Thursday, March 31, 2016

Taste and See

“Taste and see that the Lord is good; blessed is the one who takes refuge in him.  Fear the Lord, you his holy people, for those who fear him lack nothing.” (Psalm 37:8-9 NIV)

I was a very picky eater when I was a kid.  My mom used to serve those frozen pot pies and I would insist she remove the peas from my serving. There were few vegetables I liked.  When I got older, my taste for veggies changed little, until one day while I was a college student.  My roommate had prepared broccoli and cauliflower and offered me some. I declined, telling him I didn’t like either of them.  He then asked me a question for which I was unprepared: “When was the last time you even tried either of these?”  

Honestly, I hadn’t really thought about it.  At the time, I just knew I didn’t like those vegetables.  I concluded it had been at least a decade or more since I had tasted them, and he urged me to give them another try.  And what do you know, they weren’t that bad!  In fact, I rather liked both of them.  

It is the human tendency to cement thoughts and experiences from our childhoods into our adult minds.  This often leads to false conclusions, such as the one I had about not liking cauliflower and broccoli.  While this is fairly innocuous, others carry far greater consequences, such as feeling unloved as a child and concluding as an adult you are not truly lovable.  Or being molested and growing up believing adults cannot be trusted.  Or, as I did, growing up in a home where I was taken to church, but saw little love between mom and dad, which shaped my views of Christianity as a young adult.  I viewed it as a religion that made little practical difference in one’s life.  

As my college roommate challenged my view on certain veggies, others challenged my views on the Christian faith.  In essence, in both cases they were saying to me, “taste and see.”  What I had concluded from my childhood experiences they were calling into question.  “Taste and see if what you think is really true.”  It wasn’t with regard to the veggies, and it wasn’t with regard to Jesus.

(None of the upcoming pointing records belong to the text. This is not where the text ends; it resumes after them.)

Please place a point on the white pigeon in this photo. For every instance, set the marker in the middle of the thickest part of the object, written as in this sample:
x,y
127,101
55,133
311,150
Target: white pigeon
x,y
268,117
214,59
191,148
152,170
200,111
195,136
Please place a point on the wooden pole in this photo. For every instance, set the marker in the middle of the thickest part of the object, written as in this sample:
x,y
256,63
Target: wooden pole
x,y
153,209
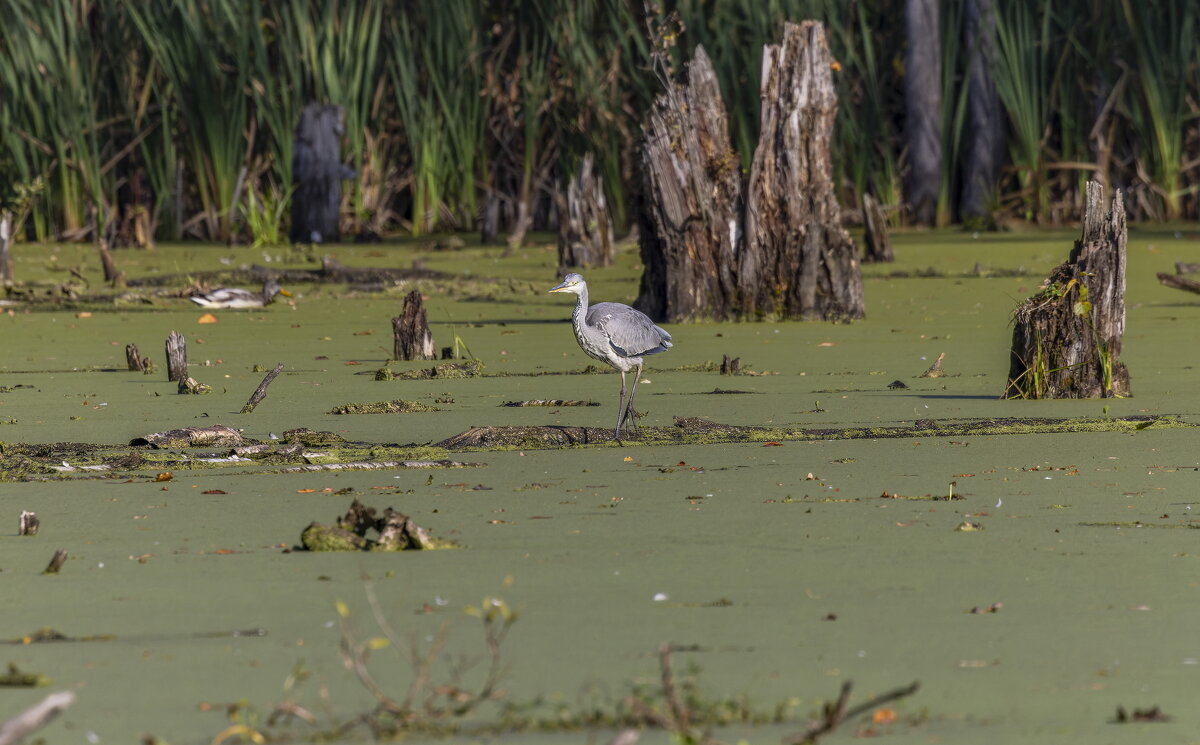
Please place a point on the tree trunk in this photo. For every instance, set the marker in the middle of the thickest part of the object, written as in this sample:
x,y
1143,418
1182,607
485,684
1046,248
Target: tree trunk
x,y
984,145
1067,338
797,260
411,331
923,109
691,196
317,170
5,240
875,234
585,226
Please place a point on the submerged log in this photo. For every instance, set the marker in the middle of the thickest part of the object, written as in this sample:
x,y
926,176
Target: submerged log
x,y
691,193
317,170
1067,338
177,356
877,244
412,338
798,262
585,224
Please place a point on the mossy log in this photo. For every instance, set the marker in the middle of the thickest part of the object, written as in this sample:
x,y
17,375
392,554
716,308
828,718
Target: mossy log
x,y
691,202
1067,338
798,262
585,223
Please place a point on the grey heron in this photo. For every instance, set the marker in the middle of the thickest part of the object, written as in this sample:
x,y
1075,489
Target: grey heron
x,y
237,298
615,334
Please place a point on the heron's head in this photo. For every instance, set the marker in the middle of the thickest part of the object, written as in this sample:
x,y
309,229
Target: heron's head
x,y
570,283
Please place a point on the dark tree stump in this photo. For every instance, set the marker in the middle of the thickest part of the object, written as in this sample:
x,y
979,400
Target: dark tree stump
x,y
585,226
177,356
691,197
923,109
1067,338
877,244
411,331
318,172
798,262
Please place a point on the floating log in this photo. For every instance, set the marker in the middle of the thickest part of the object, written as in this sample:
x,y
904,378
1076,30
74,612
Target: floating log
x,y
177,356
585,224
261,391
192,437
691,211
1067,338
798,262
317,170
1177,282
877,244
411,331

I have spent my adult life essentially urging students to do what my college friends pleaded with me to do.  For so many, by the time they reach college age, they are living on their immature conclusions, sincerely held, but wrong.  Many have concluded God is a spoiler of fun and lifelong dreams, or a harsh taskmaster who is never satisfied, or is uncaring because if He cared, He wouldn’t have permitted such terrible things to happen to them.  And so they reject the faith altogether or they keep up appearances while harboring these conclusions out of fear of what others will think.  

But having tasted the Lord as a college student, I recognize I was wrong about Him.  He was nothing like I had imagined Him to be, nor is He anything like many current students’ conclusions about Him.  Just this past week, I witnessed the results of a student tasting God again, having concluded years earlier that she was unacceptable to Him. Instead of anger and disappointment, she found love and acceptance. 

Today, if you are holding on to negative conclusions about the Lord you originally drew while you were a child, let me encourage you to taste the Lord again and see if He tastes differently to you.  I believe you will find, like I did, He tastes a lot better than you imagined.